United States v. Lara - Opinion Announcement
Argument of Speaker
Mr. Speaker: The opinion of the Court in United States against Lara will be announced by Justice Breyer.
Argument of Justice Breyer
Mr. Breyer: Now on the surface, this case concerns the application of the Double Jeopardy Clause.
Billy Jo Lara, who is a member of the Chippewa Indian Tribe, claims that the current federal prosecution, he has been prosecuted federally for assaulting an officer, and he says that that prosecution is the second time that he has been prosecuted for the same thing, and the first time was when an Indian Tribe that he is not a member of, the Spirit Lake Tribe, convicted him of the same assault.
Now, the Double Jeopardy Clause, everybody admits, allows two prosecutions for the same crime as long as each prosecution is brought by a different sovereign.
Now, this is called the dual sovereignty doctrine, and it brings us to what is really the deeper more difficult issue in the case, and that concerns what the nature of that first prosecution by the Indian Tribe was.
Does that prosecution represent an exercise of power by the same federal government that is now trying to prosecute Lara again?
Or is that first tribal prosecution an exercise of power by a separate sovereign?
Well, we have two prior cases that deal with a similar kind of issue.
In United States versus Wheeler, we said when an Indian Tribe prosecutes a member of the same tribe it is not acting as part of the United States; it is acting as a separate sovereign, because a tribe retains the inherent tribal sovereignty to prosecute its own members.

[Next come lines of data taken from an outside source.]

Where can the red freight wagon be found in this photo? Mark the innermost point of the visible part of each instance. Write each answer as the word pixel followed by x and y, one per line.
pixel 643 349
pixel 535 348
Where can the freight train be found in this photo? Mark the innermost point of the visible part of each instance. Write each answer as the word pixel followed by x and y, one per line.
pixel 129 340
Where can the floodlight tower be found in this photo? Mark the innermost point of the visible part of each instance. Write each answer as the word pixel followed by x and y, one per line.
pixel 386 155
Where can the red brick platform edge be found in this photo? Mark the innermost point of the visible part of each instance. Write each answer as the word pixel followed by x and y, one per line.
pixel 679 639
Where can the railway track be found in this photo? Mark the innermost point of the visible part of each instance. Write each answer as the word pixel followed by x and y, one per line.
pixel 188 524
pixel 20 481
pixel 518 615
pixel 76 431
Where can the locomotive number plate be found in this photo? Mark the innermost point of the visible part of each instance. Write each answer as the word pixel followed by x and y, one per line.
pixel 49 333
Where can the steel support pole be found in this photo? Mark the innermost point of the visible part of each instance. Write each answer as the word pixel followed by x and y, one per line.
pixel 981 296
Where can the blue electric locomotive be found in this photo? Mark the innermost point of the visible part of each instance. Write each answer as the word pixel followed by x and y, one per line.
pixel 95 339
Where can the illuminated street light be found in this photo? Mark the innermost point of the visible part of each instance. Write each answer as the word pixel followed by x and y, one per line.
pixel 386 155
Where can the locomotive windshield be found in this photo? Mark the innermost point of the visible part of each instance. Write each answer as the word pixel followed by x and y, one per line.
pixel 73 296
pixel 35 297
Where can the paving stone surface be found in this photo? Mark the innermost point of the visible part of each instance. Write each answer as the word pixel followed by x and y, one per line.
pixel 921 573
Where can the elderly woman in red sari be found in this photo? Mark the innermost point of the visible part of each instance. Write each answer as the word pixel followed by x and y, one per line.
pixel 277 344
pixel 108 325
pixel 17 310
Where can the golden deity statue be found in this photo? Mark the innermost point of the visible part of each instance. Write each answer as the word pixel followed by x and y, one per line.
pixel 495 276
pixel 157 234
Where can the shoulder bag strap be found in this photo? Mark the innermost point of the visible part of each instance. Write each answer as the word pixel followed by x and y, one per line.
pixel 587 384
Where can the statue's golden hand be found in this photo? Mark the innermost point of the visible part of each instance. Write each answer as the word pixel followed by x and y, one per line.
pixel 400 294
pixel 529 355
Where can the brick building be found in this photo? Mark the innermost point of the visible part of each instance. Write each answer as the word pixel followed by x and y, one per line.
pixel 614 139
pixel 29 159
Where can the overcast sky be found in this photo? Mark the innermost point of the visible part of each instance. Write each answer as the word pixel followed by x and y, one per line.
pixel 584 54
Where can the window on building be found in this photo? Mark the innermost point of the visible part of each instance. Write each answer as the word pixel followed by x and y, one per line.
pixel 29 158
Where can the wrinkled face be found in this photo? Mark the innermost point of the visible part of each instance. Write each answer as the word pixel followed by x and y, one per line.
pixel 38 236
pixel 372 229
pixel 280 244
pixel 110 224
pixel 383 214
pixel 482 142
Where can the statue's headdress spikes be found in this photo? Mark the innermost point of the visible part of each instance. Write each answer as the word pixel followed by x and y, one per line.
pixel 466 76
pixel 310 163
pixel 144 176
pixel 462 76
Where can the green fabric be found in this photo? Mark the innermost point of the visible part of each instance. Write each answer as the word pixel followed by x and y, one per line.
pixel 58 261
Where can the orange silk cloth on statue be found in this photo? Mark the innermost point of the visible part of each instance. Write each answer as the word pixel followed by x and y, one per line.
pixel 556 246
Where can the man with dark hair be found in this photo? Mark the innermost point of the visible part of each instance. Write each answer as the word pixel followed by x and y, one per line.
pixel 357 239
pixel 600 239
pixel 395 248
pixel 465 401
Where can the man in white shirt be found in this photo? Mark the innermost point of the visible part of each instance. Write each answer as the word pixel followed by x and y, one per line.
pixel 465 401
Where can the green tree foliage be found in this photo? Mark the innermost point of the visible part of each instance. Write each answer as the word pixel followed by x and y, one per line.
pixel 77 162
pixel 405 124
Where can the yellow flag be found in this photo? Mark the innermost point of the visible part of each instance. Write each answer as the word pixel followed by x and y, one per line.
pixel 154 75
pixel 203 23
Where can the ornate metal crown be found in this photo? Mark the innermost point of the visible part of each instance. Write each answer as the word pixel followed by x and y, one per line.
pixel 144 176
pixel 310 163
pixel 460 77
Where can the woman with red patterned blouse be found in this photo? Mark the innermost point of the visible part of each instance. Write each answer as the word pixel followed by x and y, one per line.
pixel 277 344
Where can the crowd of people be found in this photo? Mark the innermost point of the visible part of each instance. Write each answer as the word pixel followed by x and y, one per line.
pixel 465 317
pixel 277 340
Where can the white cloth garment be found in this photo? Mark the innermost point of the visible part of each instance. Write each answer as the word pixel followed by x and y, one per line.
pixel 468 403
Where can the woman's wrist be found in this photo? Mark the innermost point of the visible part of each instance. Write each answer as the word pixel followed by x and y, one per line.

But then in a case called Duro versus Reina, we said that when that tribe prosecutes a member of a different tribe, it does not have inherent tribal authority to do so.
So, after Duro, the understanding was that a tribal prosecution of a non-member could only take place if the Federal Government delegated federal power to the tribe to conduct the prosecution.
But why is not the end of the matter?
It is not the end of the matter because Congress then enacted a statute, and that statute gave each tribe the power to prosecute members of other tribes for certain offenses, and that statute adds that when Congress gives them that power, it is recognizing and affirming the tribe’s inherent power, i.e. their own sovereign tribal power to conduct that prosecution, and that is what the Sprit Lake tribe did.
So, we have to ask whether Congress has the constitutional power to do what it tried to do to relax restrictions that over the course of time political branches have placed on what was many, many, many years ago an exercise of the tribe’s inherent power to prosecute members of other tribes.
We conclude that Congress does possess the constitutional authority in effect, to give back that tribal authority to the Indian Tribes.
First, the Constitution grants Congress powers that this Court has described as plannery and exclusive in respect to Indian Tribes and we have found, this Court has, that authority rooted in the Indian Commerce Clause and also in parts of the Constitution that grant Congress certain authority in foreign affairs and military matter.
Second, we found other instances in which Congress has changed the meets and bounds of tribal sovereign authority as well as tribal status.
Third, this kind of a goal changing, modifying status is not an unusual kind of goal, for Congress has done that kind of thing in other areas under other parts of the Constitution, think for example of the Philippines or Puerto Rico.
Fourth, the change made here is limited.
Fifth, we do not read our prior cases as stopping Congress from doing it.
And finally, we reserve for other future cases if they come.
The question of whether prosecuting a non-member Indian violates, for example, guarantees of the Due Process Clause or the Equal Protection Clause, those issues are not relevant in this particular dual sovereignty context.
We conclude the Tribe was acting as a separate sovereign when it prosecuted Lara.
Consequently, the first tribal prosecution cannot bar a second federal prosecution and we reverse an Eighth Circuit decision holding to the contrary.
Justice Stevens has filed a concurring opinion; Justice Kennedy has filed an opinion concurring in the judgment; Justice Thomas has filed an opinion concurring in the judgment; Justice Souter has filed a dissenting opinion in which Justice Scalia has joined.